Once Disney found its footing, though, it was all over. All Dogs Go to Heaven tanked, and Bluth’s only subsequent film of any real impact was Anastasia, which he made in 1997 as a journeyman at Fox. And as much as I’m fond of Disney’s run of films in the 1990s that left Bluth in this lurch, I’ve always been very sad at what happened. Bluth’s films are far more idiosyncratic and weird than anything Disney made, often to their extreme detriment. But when they’re working, there’s a real delight to the oddball situations and unrepentant grotesquerie of the character designs.
Grotesques are something All Dogs certainly has in abundance: among the few things the film remains generally well-known for is its nonsensical narrative layover with a musical-loving alligator who looks like this:
But there’s a good deal of sugary sweetness, too. The film’s hallucinatory plot involves a dead German Shepherd conman named Charlie (voiced by Burt Reynolds) who escape from heaven to get revenge on his unscrupulous bulldog business partner Carface (Vic Tayback), by stealing Anne-Marie (Judith Barsi), a human girl with an ability to communicate with animals of all species, that Carface has been exploiting to help him fix races. The more I go into it, the more insane I’ll sound. There are laser guns at one point. So I’ll content myself with saying that Anne-Marie’s totally guileless affection for all creation leads her to latch onto Charlie as a savior and benefactor, and eventually she melts his caustic, cynical doggy heart.
Absolute kiddie-flick boilerplate, but the grimness that saturates so much of All Dogs Go to Heaven keeps its descent into warm fuzzies from feeling too obnoxious; in fact, it’s even a bit of a relief. The contrast between the hard edge of things like a Hell nightmare and a fixation on death, the saccharine emotions, and the overwhelming ‘30s-ness of the plot, with its Depression-style gangsters (and Anne-Marie’s character design, a clear throwback to animation in the ‘30s) are what drives the film: it’s inhumane and tender, distressing and funny, and whether it’s working or not, it’s certainly not like anything else that Western animation was producing at that time. The closest that I can come up with are some of the more enthusiastically weird Flesicher cartoons from the ‘30s, but the style here is far more polished, and that contrast, too, feeds the movie’s unnerving energy.
Personally, I find it all quite deliciously off-kilter: it’s different and dangerous in ways that most mainstream cartooning is terrified of (though I think that the film would feel a lot more comfortable alongside some of the weird tangents of modern-day animation than it could have at any point in the 20th Century).
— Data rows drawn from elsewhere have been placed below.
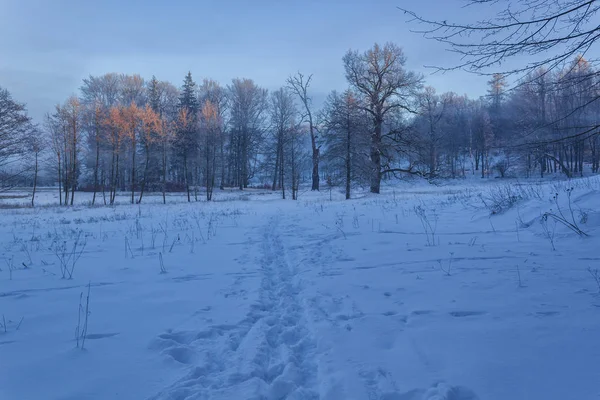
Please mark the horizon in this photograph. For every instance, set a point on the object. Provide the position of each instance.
(48, 63)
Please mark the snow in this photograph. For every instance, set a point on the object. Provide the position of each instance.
(315, 299)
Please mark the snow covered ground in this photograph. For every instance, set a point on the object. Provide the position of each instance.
(419, 293)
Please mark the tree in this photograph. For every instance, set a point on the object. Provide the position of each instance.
(71, 113)
(283, 112)
(549, 32)
(187, 143)
(150, 132)
(432, 109)
(212, 91)
(35, 144)
(299, 85)
(345, 128)
(15, 124)
(379, 77)
(211, 130)
(248, 104)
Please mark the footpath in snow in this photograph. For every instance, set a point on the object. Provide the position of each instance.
(419, 294)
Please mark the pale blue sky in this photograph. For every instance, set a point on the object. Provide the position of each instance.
(48, 46)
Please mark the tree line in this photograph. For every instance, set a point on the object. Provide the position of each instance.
(121, 133)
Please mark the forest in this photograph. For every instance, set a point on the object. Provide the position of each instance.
(127, 133)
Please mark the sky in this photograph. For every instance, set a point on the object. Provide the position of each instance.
(48, 46)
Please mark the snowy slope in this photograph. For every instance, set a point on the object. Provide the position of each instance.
(314, 299)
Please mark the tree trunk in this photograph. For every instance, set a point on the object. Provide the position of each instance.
(145, 175)
(133, 145)
(348, 160)
(376, 156)
(185, 176)
(59, 180)
(74, 174)
(96, 166)
(35, 171)
(164, 162)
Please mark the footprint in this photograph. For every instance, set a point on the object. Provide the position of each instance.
(94, 336)
(421, 312)
(182, 355)
(546, 313)
(460, 314)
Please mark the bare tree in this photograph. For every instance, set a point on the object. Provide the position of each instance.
(248, 105)
(345, 128)
(379, 77)
(299, 85)
(35, 145)
(550, 33)
(14, 126)
(283, 112)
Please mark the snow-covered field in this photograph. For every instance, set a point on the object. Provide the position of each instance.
(418, 293)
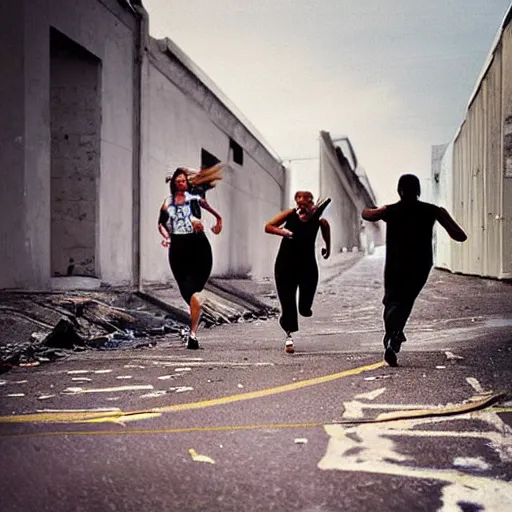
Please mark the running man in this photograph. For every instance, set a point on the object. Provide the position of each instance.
(296, 266)
(410, 223)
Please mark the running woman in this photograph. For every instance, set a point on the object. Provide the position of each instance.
(296, 266)
(190, 253)
(408, 255)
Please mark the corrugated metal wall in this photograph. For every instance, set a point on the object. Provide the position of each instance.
(480, 188)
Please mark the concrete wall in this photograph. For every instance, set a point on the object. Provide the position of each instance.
(75, 123)
(106, 30)
(349, 196)
(482, 170)
(183, 113)
(442, 195)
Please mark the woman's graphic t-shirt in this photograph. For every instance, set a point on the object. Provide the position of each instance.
(179, 216)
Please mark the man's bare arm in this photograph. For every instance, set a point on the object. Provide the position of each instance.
(373, 214)
(273, 225)
(326, 235)
(452, 228)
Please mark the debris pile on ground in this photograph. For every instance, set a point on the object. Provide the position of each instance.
(224, 301)
(42, 327)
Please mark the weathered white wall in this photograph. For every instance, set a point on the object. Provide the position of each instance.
(75, 126)
(443, 196)
(106, 30)
(340, 183)
(182, 114)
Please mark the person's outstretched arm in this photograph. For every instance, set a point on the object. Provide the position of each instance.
(373, 214)
(452, 228)
(218, 226)
(326, 235)
(273, 225)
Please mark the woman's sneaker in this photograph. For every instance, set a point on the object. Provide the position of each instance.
(288, 346)
(193, 342)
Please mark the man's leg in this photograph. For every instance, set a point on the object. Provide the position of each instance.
(286, 284)
(400, 295)
(308, 282)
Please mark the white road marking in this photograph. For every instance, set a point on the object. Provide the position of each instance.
(155, 394)
(471, 463)
(474, 384)
(450, 356)
(80, 391)
(371, 395)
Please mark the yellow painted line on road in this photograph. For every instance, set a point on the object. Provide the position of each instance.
(183, 430)
(72, 417)
(234, 428)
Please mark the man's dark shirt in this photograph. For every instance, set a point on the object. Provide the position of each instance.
(409, 237)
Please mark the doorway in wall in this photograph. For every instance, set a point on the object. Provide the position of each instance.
(75, 123)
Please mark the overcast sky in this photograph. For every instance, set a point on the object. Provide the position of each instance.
(394, 75)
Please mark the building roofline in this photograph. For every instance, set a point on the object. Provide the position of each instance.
(487, 64)
(190, 65)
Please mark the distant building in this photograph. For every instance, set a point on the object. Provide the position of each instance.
(346, 182)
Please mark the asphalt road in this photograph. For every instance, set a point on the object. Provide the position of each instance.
(241, 425)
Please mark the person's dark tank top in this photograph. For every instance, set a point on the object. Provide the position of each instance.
(409, 234)
(304, 236)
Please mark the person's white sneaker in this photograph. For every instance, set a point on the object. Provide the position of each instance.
(288, 346)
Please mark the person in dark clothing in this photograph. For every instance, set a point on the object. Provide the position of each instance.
(190, 253)
(296, 267)
(409, 259)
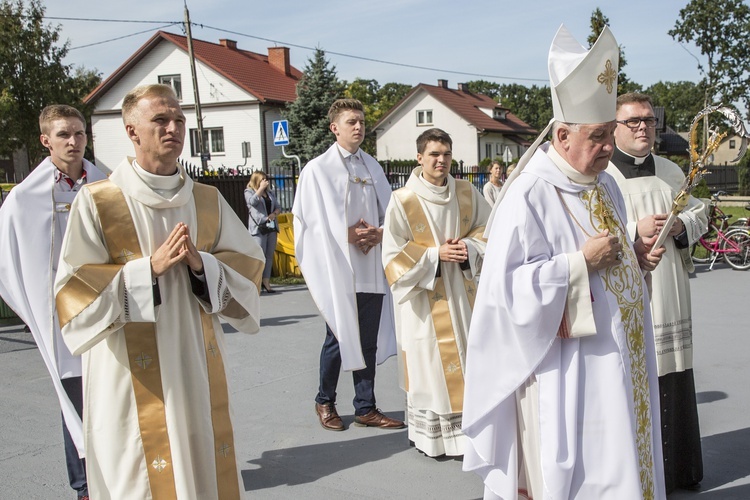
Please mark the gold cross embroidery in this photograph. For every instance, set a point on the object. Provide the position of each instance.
(124, 256)
(143, 360)
(159, 463)
(608, 76)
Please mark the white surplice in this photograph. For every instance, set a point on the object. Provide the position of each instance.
(323, 252)
(593, 412)
(32, 222)
(670, 298)
(116, 464)
(434, 422)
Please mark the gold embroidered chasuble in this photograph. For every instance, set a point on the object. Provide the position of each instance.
(172, 415)
(625, 282)
(408, 234)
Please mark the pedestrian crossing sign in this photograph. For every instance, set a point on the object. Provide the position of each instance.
(281, 133)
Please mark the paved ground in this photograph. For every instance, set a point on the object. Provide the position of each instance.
(285, 453)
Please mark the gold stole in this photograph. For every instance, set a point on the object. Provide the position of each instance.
(625, 282)
(423, 238)
(86, 285)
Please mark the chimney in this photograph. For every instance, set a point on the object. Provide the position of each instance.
(230, 44)
(278, 58)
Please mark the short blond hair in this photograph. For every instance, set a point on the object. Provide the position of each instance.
(255, 179)
(341, 105)
(132, 98)
(56, 112)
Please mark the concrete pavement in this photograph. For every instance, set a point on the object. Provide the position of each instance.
(283, 451)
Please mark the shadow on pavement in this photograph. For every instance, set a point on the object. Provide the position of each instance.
(725, 460)
(285, 320)
(307, 464)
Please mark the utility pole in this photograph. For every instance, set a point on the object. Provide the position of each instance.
(199, 116)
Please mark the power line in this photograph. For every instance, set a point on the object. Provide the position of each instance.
(110, 20)
(124, 36)
(380, 61)
(279, 42)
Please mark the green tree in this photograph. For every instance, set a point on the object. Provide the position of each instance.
(309, 131)
(598, 22)
(490, 89)
(531, 104)
(32, 75)
(720, 29)
(681, 101)
(377, 101)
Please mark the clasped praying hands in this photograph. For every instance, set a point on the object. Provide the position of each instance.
(178, 247)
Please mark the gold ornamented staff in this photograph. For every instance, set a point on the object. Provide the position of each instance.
(698, 161)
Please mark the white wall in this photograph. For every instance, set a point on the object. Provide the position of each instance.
(240, 122)
(397, 140)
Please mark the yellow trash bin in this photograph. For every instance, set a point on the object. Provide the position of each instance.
(284, 262)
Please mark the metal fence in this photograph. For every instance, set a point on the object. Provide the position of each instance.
(231, 183)
(723, 178)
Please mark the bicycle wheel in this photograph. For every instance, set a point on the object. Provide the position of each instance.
(736, 248)
(699, 254)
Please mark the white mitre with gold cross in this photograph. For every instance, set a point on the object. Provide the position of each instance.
(584, 89)
(583, 82)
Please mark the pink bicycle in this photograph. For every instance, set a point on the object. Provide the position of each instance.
(721, 239)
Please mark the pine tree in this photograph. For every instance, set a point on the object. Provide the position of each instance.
(309, 130)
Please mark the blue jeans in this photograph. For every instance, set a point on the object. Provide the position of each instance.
(369, 306)
(76, 466)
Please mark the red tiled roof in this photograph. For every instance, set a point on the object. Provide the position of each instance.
(467, 105)
(250, 71)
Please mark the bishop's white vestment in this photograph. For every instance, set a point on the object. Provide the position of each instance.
(157, 422)
(433, 301)
(561, 389)
(32, 221)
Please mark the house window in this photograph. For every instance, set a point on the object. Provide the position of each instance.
(213, 138)
(174, 81)
(424, 117)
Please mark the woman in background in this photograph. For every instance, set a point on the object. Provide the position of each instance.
(263, 209)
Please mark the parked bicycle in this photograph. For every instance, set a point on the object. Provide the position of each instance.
(721, 239)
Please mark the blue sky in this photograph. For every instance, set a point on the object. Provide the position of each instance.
(482, 37)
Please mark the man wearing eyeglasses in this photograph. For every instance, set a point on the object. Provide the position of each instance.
(649, 184)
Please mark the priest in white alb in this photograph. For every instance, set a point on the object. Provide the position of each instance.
(649, 183)
(561, 389)
(433, 249)
(149, 264)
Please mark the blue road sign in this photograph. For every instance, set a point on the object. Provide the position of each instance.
(281, 133)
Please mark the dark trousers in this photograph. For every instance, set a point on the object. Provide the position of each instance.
(369, 307)
(76, 466)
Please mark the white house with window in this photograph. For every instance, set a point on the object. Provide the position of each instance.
(480, 127)
(241, 95)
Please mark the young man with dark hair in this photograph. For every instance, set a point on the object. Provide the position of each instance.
(338, 213)
(433, 249)
(33, 220)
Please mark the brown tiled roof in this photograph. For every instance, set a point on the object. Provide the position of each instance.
(467, 105)
(248, 70)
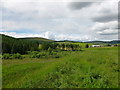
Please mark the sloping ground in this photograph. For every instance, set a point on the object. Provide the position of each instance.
(38, 39)
(92, 68)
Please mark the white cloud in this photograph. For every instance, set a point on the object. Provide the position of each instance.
(57, 21)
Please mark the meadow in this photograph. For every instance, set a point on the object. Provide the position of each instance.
(89, 68)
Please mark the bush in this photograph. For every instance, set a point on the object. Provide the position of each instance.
(6, 56)
(17, 56)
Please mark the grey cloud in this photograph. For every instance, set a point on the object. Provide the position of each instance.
(79, 5)
(109, 33)
(105, 18)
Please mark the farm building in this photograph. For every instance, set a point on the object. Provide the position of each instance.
(95, 46)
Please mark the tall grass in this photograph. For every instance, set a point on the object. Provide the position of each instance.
(91, 68)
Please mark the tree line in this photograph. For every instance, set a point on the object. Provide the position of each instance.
(12, 45)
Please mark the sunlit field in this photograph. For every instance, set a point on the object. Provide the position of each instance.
(88, 68)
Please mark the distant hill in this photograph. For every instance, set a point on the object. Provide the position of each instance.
(16, 45)
(38, 39)
(109, 42)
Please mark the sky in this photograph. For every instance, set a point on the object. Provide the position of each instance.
(60, 19)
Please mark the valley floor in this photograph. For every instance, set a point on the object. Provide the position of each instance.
(90, 68)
Although I concede that it’s also tremendously alienating in a lot of ways, and will probably never be rediscovered as a lost classic. It’s beautifully animated, at times, and refreshingly unconventional in a most convention-bound medium; but above everything else, it’s weird. For it to be the end of Bluth’s functional career on the A-list is sad, but totally unsurprising. I’m just pleased that he got to push out one last obviously personal project before the bottom fell out, and if The Little Mermaid ultimately set in stone a path for animation to follow that it still hasn’t shaken off entirely, 25 years later, All Dogs Go to Heaven proudly, perversely stands as a sign pointing to a much darker road not taken.